Have you ever wondered if you ended a relationship too soon?

In this week’s video, I share the story of a woman who found herself trapped in a cycle that many of us know all too well. After a breakup, she couldn’t shake the feeling that she might be walking away from something good. So when the door cracked open again, she stepped right back through it.

What happened next revealed a pattern I’ve seen repeatedly over two decades of coaching: a subtle dynamic that keeps people stuck in relationships long after they’ve stopped feeling truly fulfilled.

The challenge is that these situations rarely involve obvious villains. There’s often no betrayal, no dramatic conflict, but just a quiet tension that leaves you questioning yourself and wondering what the right decision really is.

In the video, I break down the hidden mistake that causes so many people to stay stuck and share a simple framework to think about your own situation with greater clarity.

Watch the full video here.


Matthew Hussey: 

I wish this story ended differently. It didn’t. And it might be a story you are very familiar with. A few years ago, I knew a woman named Erica who had just gone through a breakup with her boyfriend for the second time. It ended for the exact same reason it did the first time, which I will tell you about in a second.

But somehow, even though she had tried and failed to work through the issues with him, she still couldn’t face the idea of truly letting him go. Have you ever had someone you couldn’t say goodbye to, even though what they were offering you didn’t make you happy or meet your needs? As a coach for nearly 20 years, I have seen this story play out over and over again.

People question if it was right to.

Walk away, or if they’re letting go of something good too soon. It’s even harder when the relationship doesn’t have the bad parts that we so often hear about.

Cheating. Lying. Abuse. Just two people who seemingly were right for each other until they weren’t. If any of this describes you and you have a situation where you don’t feel good right now.
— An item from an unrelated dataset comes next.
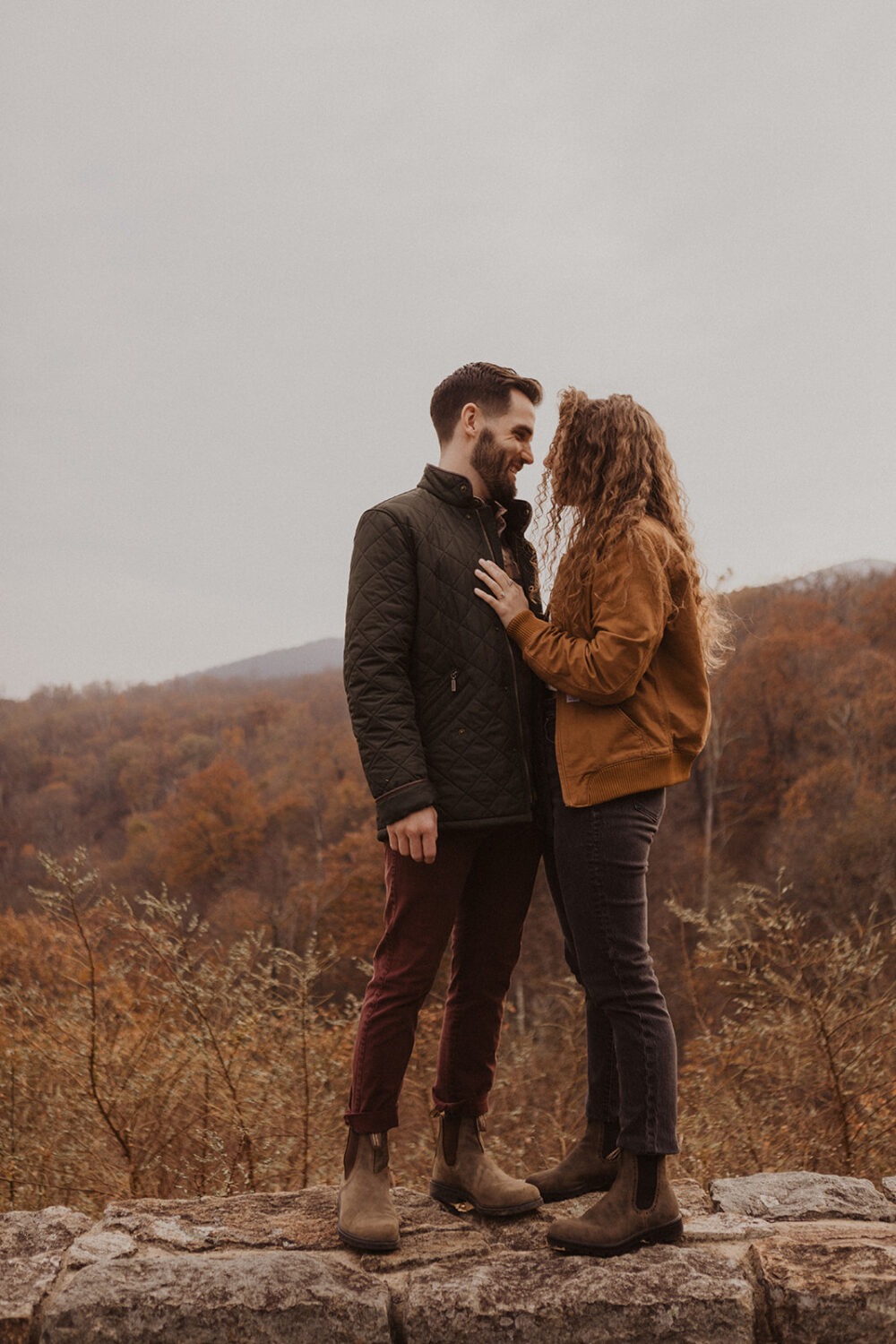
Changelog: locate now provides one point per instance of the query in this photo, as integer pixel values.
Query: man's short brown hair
(487, 384)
You’re not completely happy with the way it’s going. I want you to treat the next 10 to 15 minutes like you just joined a coaching session with me one on one.

Because I’m going to take you through a little process that I’ve taken thousands of people through for figuring out what needs to be the next step in their relationship. And this is designed to bring clarity to whether ending things is the right thing for you, or whether it would be premature to give up on this person. My hope is that by the end of this video, you feel a different level of peace in your decisions either way.
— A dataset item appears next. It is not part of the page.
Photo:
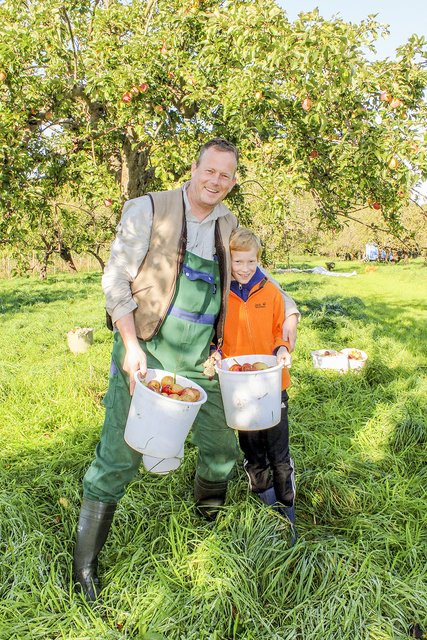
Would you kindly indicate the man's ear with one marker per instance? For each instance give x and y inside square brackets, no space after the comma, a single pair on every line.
[232,186]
Erica’s story went like this. Erica wanted to find love her whole life. She was 31, successful in her career, a go getter, likable, had a couple of great friends and really loved life. But her dream, her deepest dream had always been to find love, to get married and to raise a family. Despite everything else in her life, this was her number one goal.

She loved love stories, romantic movies and listened eagerly any time she had dating advice that she thought could help her find that kind of love for herself. Then, after years of dating, she met someone who represented all she had been looking for. It finally felt like her very own love story had begun. The train had officially left the station and was on its way.

The only problem was she was now four years into that relationship and no closer to being engaged to a man who changed the subject every time she tried to bring up marriage. Now 35, she had just given him an ultimatum for the second time. I’d like to get engaged soon or I’m out. Her boyfriend chose out. He loved her.

He even said you are the love of my life during the breakup. But he wasn’t ready to take that big of a step. When things ended, she immediately second guessed her decision to speak up. Getting married was deeply important to her, but she couldn’t help how much she loved him.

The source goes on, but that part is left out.